1°) d’annuler l’arrêté du 4 mai 2025 du préfet de police l’obligeant à quitter le territoire français sans délai et fixant le pays à destination duquel il pourra être éloigné d’office et l’arrêté préfectoral du même jour prononçant à son encontre une interdiction de retour sur le territoire français d’une durée de douze mois et le signalant aux fins de non-admission dans le système d’information Schengen ;

2°) de mettre à la charge de l’Etat le versement de la somme de 2 000 euros au titre de l’article L. 761-1 du code de justice administrative.

Vu les autres pièces du dossier.

Vu :
- le code de l’entrée et du séjour des étrangers et du droit d’asile ;
- le code de justice administrative.

Considérant ce qui suit :

1. Aux termes de l’article R. 222-1 du code de justice administrative : « (…) les présidents de formation de jugement des tribunaux (…) peuvent, par ordonnance : / (…) 4º Rejeter les requêtes manifestement irrecevables, lorsque la juridiction n'est pas tenue d'inviter leur auteur à les régulariser ou qu'elles n'ont pas été régularisées à l'expiration du délai imparti par une demande en ce sens (…) ».

2. Il résulte des dispositions du premier alinéa de l’article R. 411-1 du code de justice administrative que, sauf impossibilité justifiée, une requête doit, à peine d’irrecevabilité, indiquer le domicile du demandeur, qui doit être entendu comme son domicile réel au sens de l’article R. 751-3 du même code, auquel la décision de la juridiction lui sera notifiée, sauf à ce qu’il informe par la suite expressément le greffe de la juridiction d’un éventuel changement d’adresse. La mention d’une élection de domicile ne pallie l’absence de cette indication qu’en ce qui concerne les personnes sans domicile stable qui ont élu domicile en application des dispositions des articles L. 264-1 et suivants du code de l’action sociale et des familles ou de l’article L. 551-7 du code de l’entrée et du séjour des étrangers et du droit d’asile. Cette irrecevabilité, qui est susceptible d’être couverte après l’expiration du délai de recours, ne peut être opposée que si le requérant, invité à régulariser sa requête, en application des dispositions de l’article R. 612-1 du code de justice administrative, en précisant son domicile, s’est abstenu de donner suite à cette invitation. Si une telle demande de régularisation est impossible, le juge peut rejeter la requête sans demande de régularisation préalable.

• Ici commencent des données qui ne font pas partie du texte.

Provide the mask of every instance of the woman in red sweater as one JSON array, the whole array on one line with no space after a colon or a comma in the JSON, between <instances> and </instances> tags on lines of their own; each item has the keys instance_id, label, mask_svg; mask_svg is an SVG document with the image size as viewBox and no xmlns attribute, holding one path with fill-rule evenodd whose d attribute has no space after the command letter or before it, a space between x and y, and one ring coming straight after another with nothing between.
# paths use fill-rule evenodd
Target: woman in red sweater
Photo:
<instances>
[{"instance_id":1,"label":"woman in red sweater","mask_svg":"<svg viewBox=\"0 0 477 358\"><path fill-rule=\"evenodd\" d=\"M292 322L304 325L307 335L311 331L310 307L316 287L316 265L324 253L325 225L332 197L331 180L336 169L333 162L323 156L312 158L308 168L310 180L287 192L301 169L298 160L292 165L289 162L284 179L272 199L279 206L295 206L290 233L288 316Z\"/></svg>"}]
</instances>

3. Alors que la requête de M. B..., présentée par un avocat, n’indique aucune adresse, le requérant, invité, par un courrier du 2 juin 2025, à régulariser sa requête, dans un délai de quinze jours, en indiquant une adresse, n’a donné aucune suite à cette demande de régularisation. Dans ces conditions, la requête de M. B... est entachée d’une irrecevabilité manifeste et doit, dès lors, être rejetée en toutes ses conclusions en application des dispositions du 4° de l’article R. 222-1 du code de justice administrative.


O R D O N N E :


Article 1er : La requête de M. B... est rejetée.

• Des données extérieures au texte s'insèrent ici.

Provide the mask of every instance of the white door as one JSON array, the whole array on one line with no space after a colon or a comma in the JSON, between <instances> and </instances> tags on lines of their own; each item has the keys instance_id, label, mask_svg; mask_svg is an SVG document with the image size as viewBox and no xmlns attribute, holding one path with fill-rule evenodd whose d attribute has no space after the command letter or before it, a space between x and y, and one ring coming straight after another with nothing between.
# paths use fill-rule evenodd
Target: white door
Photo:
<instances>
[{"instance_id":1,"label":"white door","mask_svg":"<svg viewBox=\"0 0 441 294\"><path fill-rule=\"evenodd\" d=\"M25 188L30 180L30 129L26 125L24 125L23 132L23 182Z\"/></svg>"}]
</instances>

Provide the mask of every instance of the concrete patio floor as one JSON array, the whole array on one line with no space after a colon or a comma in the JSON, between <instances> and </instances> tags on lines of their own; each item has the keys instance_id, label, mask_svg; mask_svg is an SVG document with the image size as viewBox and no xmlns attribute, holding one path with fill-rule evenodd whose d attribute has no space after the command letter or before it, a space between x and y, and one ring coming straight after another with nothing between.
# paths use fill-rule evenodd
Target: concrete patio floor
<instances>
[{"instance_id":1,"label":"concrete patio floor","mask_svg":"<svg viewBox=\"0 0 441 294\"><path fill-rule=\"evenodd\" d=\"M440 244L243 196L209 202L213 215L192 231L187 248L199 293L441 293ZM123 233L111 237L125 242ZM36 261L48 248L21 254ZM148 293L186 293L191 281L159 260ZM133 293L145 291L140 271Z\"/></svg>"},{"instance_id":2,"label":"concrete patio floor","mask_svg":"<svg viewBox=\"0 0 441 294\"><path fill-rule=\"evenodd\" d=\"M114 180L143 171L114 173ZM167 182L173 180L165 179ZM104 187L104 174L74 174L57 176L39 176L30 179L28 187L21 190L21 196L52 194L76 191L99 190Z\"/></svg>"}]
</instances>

Article 2 : La présente ordonnance sera notifiée à M. A... B....
Copie en sera adressée au préfet de police.

Fait à Paris, le 10 mars 2026.

Le président de la formation de jugement,

signé

R. d’Haëm


La République mande et ordonne au préfet de police en ce qui le concerne ou à tous commissaires de justice à ce requis en ce qui concerne les voies de droit commun contre les parties privées, de pourvoir à l’exécution de la présente décision.